By: Chandrashekar Bhat
FOREIGN ministers of Muslim nations began meeting in Pakistan on Tuesday (22) as the country’s leader trumpets his Islamic credentials while at the same time battling the most serious challenge to his rule in four years.
The Organisation of Islamic Cooperation (OIC) is meeting in Islamabad with an ambitious agenda that seeks approval for more than 100 declarations, including aid for financially strapped Afghanistan and support for the Palestinians and Kashmir.
The meeting is also attended by China’s foreign minister Wang Yi despite Beijing being criticised for its treatment of Muslims in Xinjiang province.
But as officials praise Pakistan prime minister Imran Khan for getting the United Nations last week to formally recognise Islamophobia as a global threat, the cricket star-turned-politician faces a no-confidence vote in the National Assembly.
In a hectic week on the political front, the country on Wednesday (23) also celebrates Pakistan Day, with a military parade and flypasts.

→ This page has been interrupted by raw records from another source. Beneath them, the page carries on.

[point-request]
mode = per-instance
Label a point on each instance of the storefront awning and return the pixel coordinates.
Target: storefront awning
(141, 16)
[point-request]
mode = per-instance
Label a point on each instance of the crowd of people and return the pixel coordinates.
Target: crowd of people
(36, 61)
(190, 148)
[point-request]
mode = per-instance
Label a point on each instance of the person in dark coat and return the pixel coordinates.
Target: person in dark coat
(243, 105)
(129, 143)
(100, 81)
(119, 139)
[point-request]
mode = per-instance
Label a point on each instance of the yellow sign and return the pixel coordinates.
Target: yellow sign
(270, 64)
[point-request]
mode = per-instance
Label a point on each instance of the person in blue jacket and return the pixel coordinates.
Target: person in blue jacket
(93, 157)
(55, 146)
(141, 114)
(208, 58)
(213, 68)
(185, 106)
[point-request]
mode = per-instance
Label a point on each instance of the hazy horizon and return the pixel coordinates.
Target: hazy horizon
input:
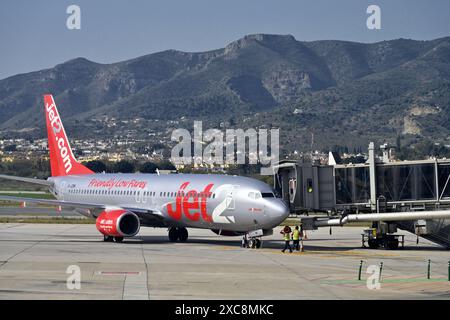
(37, 38)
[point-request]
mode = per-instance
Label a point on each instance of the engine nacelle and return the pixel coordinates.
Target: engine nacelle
(118, 223)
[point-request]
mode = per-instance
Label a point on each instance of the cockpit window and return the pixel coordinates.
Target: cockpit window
(254, 195)
(268, 195)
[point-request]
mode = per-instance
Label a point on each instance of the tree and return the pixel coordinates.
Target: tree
(148, 167)
(166, 165)
(10, 148)
(96, 166)
(124, 166)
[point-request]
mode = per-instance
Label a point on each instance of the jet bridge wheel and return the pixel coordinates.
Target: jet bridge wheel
(182, 234)
(173, 234)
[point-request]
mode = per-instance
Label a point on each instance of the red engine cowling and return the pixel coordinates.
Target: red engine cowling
(118, 223)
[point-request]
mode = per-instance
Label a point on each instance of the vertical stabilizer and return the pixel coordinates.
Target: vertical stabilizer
(62, 161)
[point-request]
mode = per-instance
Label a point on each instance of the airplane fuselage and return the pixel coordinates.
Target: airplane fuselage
(209, 201)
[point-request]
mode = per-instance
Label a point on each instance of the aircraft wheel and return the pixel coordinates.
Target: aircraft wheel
(108, 239)
(173, 234)
(373, 244)
(182, 234)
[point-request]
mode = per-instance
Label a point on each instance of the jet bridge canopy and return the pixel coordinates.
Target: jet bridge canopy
(309, 187)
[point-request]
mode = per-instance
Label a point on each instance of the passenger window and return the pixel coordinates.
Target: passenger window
(268, 195)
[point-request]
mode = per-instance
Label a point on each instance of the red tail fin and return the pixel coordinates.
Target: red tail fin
(62, 161)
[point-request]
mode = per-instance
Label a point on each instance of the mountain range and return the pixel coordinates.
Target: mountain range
(338, 92)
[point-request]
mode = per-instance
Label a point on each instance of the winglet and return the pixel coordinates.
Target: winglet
(62, 161)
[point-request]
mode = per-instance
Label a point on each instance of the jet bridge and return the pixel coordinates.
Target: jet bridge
(415, 189)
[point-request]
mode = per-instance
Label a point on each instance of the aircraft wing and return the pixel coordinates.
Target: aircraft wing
(29, 180)
(147, 216)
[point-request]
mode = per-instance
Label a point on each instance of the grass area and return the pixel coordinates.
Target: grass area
(29, 195)
(47, 196)
(295, 221)
(51, 220)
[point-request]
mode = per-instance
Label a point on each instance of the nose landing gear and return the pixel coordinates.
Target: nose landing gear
(252, 243)
(178, 234)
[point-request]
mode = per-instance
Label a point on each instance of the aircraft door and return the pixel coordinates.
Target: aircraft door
(292, 189)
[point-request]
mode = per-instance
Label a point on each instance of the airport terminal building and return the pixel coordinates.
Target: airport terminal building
(381, 184)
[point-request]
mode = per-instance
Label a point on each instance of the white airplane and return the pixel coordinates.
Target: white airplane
(122, 203)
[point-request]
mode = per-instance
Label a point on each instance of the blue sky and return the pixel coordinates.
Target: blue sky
(34, 35)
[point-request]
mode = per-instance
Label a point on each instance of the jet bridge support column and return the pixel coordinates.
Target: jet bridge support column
(373, 182)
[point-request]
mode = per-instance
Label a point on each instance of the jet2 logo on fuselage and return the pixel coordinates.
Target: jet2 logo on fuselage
(191, 203)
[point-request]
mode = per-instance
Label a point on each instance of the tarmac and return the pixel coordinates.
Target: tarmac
(37, 261)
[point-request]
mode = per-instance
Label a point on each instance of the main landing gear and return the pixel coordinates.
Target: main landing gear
(112, 239)
(178, 234)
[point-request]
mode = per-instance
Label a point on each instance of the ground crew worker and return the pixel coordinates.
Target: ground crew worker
(302, 233)
(296, 238)
(286, 232)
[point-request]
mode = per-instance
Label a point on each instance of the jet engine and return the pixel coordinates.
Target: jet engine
(118, 223)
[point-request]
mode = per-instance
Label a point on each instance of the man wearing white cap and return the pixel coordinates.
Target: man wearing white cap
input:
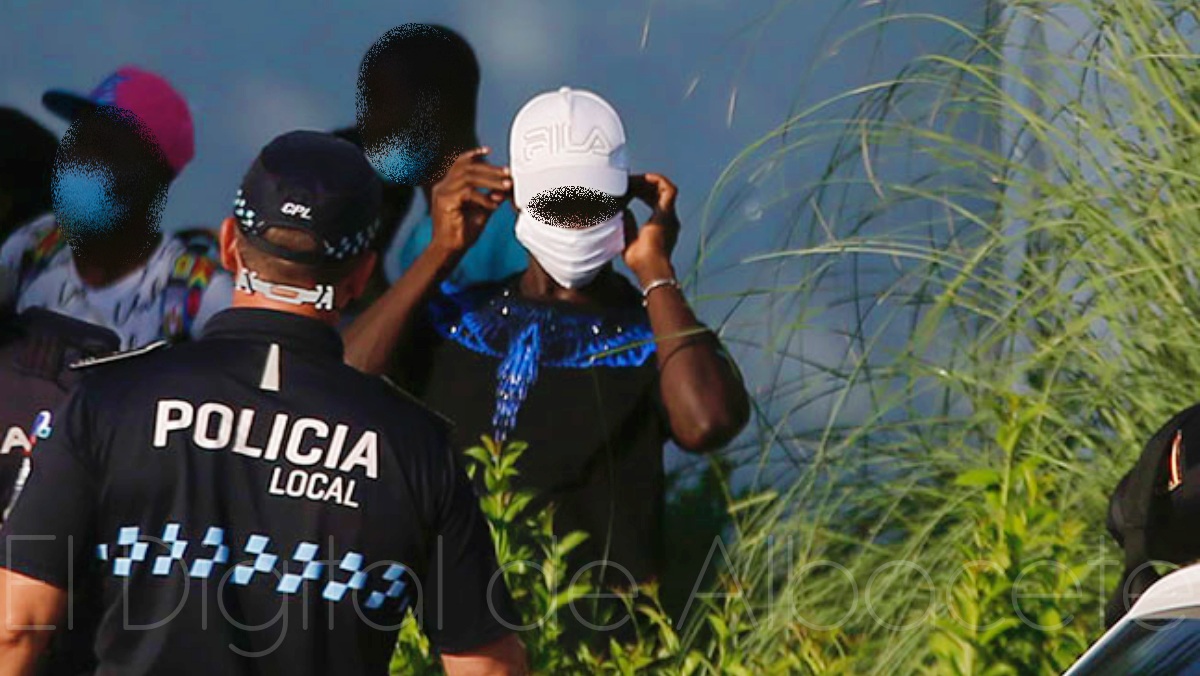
(594, 374)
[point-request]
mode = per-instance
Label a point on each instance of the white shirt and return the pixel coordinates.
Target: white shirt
(133, 306)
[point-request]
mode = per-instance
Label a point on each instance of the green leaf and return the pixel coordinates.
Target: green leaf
(978, 478)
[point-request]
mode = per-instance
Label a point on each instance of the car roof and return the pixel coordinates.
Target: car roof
(1175, 591)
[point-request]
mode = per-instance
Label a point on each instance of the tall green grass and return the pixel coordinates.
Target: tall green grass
(978, 311)
(1013, 323)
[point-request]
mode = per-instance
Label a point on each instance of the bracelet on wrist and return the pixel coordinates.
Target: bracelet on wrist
(658, 283)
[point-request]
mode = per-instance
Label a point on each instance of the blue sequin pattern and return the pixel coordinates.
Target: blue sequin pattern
(528, 336)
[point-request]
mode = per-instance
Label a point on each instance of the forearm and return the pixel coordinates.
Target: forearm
(702, 392)
(19, 651)
(376, 335)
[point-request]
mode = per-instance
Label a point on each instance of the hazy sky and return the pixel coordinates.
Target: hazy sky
(695, 81)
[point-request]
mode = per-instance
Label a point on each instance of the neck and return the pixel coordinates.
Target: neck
(257, 301)
(103, 265)
(538, 285)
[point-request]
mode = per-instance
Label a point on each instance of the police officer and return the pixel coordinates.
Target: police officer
(249, 503)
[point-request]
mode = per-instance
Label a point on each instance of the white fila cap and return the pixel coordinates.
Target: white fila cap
(564, 138)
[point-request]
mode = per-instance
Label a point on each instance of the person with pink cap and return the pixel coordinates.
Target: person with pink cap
(165, 291)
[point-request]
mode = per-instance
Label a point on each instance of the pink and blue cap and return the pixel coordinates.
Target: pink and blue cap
(149, 97)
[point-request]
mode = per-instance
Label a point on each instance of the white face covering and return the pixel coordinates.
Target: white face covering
(571, 257)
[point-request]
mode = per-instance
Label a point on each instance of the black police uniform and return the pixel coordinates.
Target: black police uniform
(257, 507)
(247, 502)
(36, 350)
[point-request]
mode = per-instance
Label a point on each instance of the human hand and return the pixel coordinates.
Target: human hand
(463, 201)
(648, 249)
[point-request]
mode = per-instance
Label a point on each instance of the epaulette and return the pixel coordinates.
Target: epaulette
(118, 356)
(419, 404)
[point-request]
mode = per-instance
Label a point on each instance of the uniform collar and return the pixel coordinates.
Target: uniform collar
(292, 331)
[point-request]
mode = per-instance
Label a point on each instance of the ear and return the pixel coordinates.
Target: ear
(357, 281)
(229, 245)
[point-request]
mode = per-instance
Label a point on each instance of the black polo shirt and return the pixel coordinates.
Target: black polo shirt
(250, 504)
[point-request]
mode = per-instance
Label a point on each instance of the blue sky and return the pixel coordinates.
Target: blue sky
(695, 81)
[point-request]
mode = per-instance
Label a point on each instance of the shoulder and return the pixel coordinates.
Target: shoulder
(106, 380)
(123, 357)
(37, 240)
(27, 237)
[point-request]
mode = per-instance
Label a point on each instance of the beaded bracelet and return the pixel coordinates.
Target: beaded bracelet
(658, 283)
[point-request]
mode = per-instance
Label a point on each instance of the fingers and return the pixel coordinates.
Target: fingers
(469, 156)
(629, 225)
(665, 190)
(478, 198)
(654, 190)
(478, 175)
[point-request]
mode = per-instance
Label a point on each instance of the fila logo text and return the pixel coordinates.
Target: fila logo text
(557, 138)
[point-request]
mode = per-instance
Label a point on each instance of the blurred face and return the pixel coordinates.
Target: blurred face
(411, 133)
(109, 181)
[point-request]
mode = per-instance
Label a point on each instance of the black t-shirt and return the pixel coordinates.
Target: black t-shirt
(253, 506)
(580, 386)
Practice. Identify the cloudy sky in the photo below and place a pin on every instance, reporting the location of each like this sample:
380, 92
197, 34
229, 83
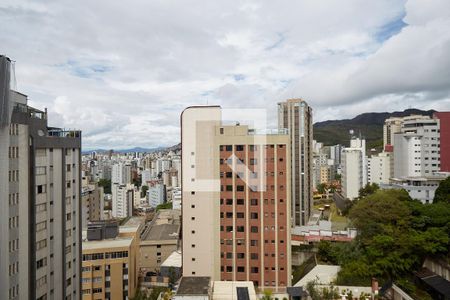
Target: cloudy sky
122, 71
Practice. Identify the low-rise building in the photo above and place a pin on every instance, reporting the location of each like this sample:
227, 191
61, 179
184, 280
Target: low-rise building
159, 239
109, 260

The theme for the OIC gathering is “Partnering for Unity, Justice and Development”.
Khan won office through an electorate weary of the two-party dynasties that have dominated Pakistan politics since independence – periods of power punctuated by military coups – but he seems to have lost that support, and perhaps the Army too.
“I think the army leadership must be extremely concerned seeing what is happening on the political scene at the moment,” said Talat Masood, a retired general-turned-political analyst.
Khan has called for a million of his supporters to rally in the capital to put pressure on dozens of National Assembly members who are reported to be considering voting against him.
The leaders of the two main opposition parties have also called for their supporters to gather, prompting authorities to declare most of this week a public holiday in the hope of avoiding conflict – particularly during the OIC meeting.
“It is dragging the country to chaos,” Masood said.
“It seems that the government and opposition parties are on a collision course. They don’t seem to solve the problems politically, and rather try to show their street power.”
The no-confidence motion is scheduled to be formally introduced on Friday (25) with a vote next week, but horse-trading is common in Pakistan politics and the rebels could well return to the fold before then.
“He has managed his own and allied political parties poorly,” political analyst Hasan Askari Rizvi said of Khan.
“It was his failure to keep the party and allies together that has brought him to this.”
Although Pakistan escaped the worst of the Covid-19 epidemic, the economy is in the doldrums with soaring inflation, a feeble rupee, and crippling debt.
The return of the Taliban to power in neighbouring Afghanistan has also provoked a resurgence of militancy in Pakistan – including the bombing of a Shiite mosque in Peshawar last month claimed by the local chapter of Daesh that killed more than 60 people.
With flaring domestic issues, Khan has tried to position himself on the international stage, but his insistence on continuing with a visit to Moscow last month as Russian troops invaded Ukraine perplexed even his most ardent admirers.
He was also one of the few world leaders to attend the opening of the Beijing Winter Olympics when others boycotted in protest at China’s human rights record.
There are several scenarios at play for Pakistan this week.
Khan’s PTI party is pursuing a court case against rebellious members that could force them to follow the whip.
Another tactic is for parties to, quite literally, hold lawmakers hostage and prevent them from voting or having a quorum.
And even if Khan does lose the vote, there will likely be a series of challenges both inside and outside the assembly.